In the experiments, we have not considered QTc/RR correlation regressing QTc on both RR and the drug concentrations . Nevertheless, as shown in Fig. 4 of the theoretical considerations, if such multiple correlations are based on a limited range of baseline RR values, no distinction can be made between drug-induced QTc prolongation or shortening (or no change). Hence, the QTc/RR correlations that involve drug concentrations suffer from the same shortcomings as demonstrated by our modeling experiments.
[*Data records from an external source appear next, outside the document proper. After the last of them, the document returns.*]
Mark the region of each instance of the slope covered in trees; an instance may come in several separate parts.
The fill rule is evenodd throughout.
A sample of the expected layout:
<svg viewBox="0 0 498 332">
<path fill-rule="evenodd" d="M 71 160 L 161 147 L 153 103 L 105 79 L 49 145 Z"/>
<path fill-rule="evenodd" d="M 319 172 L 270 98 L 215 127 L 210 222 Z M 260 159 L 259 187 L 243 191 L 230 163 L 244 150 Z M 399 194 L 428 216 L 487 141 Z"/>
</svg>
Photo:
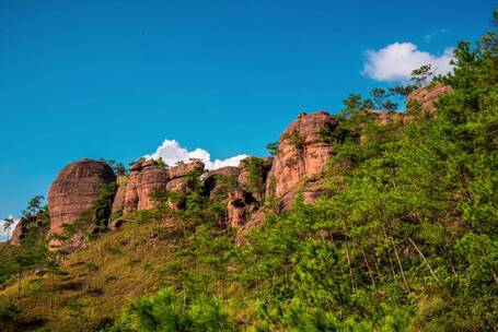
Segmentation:
<svg viewBox="0 0 498 332">
<path fill-rule="evenodd" d="M 405 123 L 377 123 L 371 102 L 349 98 L 323 133 L 327 194 L 283 213 L 267 202 L 244 246 L 200 189 L 185 211 L 136 212 L 60 266 L 30 236 L 3 246 L 1 328 L 496 331 L 497 34 L 461 43 L 454 66 L 436 79 L 452 91 L 435 116 L 413 103 Z M 23 277 L 34 270 L 45 274 Z"/>
</svg>

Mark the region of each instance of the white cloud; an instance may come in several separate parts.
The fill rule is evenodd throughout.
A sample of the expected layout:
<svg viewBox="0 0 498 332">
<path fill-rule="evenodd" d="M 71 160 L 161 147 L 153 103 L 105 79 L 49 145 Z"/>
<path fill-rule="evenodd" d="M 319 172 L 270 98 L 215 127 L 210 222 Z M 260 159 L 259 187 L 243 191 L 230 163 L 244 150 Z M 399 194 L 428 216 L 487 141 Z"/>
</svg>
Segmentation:
<svg viewBox="0 0 498 332">
<path fill-rule="evenodd" d="M 412 71 L 430 64 L 436 74 L 452 70 L 453 48 L 444 49 L 440 56 L 418 50 L 412 43 L 393 43 L 379 50 L 368 50 L 362 73 L 377 81 L 405 81 Z"/>
<path fill-rule="evenodd" d="M 9 215 L 8 217 L 11 218 L 12 215 Z M 9 236 L 12 236 L 12 232 L 14 232 L 15 225 L 18 225 L 19 221 L 20 220 L 14 220 L 14 224 L 11 226 L 11 228 L 9 230 Z M 7 240 L 7 230 L 3 229 L 3 223 L 4 223 L 4 220 L 1 220 L 0 221 L 0 242 Z"/>
<path fill-rule="evenodd" d="M 206 165 L 206 169 L 217 169 L 225 166 L 239 166 L 239 163 L 247 156 L 246 154 L 240 154 L 225 159 L 211 161 L 211 155 L 204 149 L 188 151 L 182 147 L 175 140 L 164 140 L 158 150 L 155 150 L 155 153 L 146 155 L 144 157 L 153 159 L 162 157 L 170 166 L 174 166 L 177 162 L 188 163 L 190 158 L 198 158 Z"/>
<path fill-rule="evenodd" d="M 424 40 L 426 40 L 426 43 L 430 43 L 432 39 L 444 35 L 448 31 L 445 28 L 439 28 L 436 32 L 425 35 Z"/>
</svg>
This series of statistical modeling experiments shares the limitations of the part 1 series , including the absence of more detailed QT/RR hysteresis considerations [6, 11], mixed sex population, restriction to healthy subjects, and absence of QRS complex abnormalities. Nevertheless, the theoretical considerations that we presented are equally applicable to QT/RR data obtained without any hysteresis correction, collected from patients rather than healthy subjects, etc. Hence, these experimental limitations do not influence the general validity of the concept that this study proves. Similar to the part 1 series, we have used by-time analysis estimating ΔΔQTc at the time of the maximum modeled drug concentration in each subject.
In summary, this study and its theoretical basis show clearly that aiming at zero correlation between QTc and RR values by pooling baseline and on-treatment data does not prove validity of heart rate corrections used in study evaluation. When combined with more than trivial heart rate increases, such heart rate corrections may substantially underestimate drug-induced QTc changes.
For these reasons, the correlations between QTc and RR values over the complete study data collection should not be used. As discussed previously, full profiles of drug-free QT/RR data are needed in each study subject to design robust subject-specific corrections [1, 12]. Different tests validating the specifically designed heart rate corrections are needed, and in addition to previous proposals , new methodologies need to be developed for this purpose. In principle, it appears that with substantial drug-induced heart rate changes, it is problematic for the tests of correction validity to include the on-drug data.
Compliance with Ethical Standards
This article reflects the views of the authors and should not be construed to represent the Food and Drug Administration’s (FDA’s) views or policies.
This work was supported in part by the British Heart Foundation New Horizons Grant NH/16/2/32499.
Conflict of interest
Marek Malik, Christine Garnett, Katerina Hnatkova, Jose Vicente, Lars Johannesen, and Norman Stockbridge have no conflicts of interest that are directly relevant to the content of this study.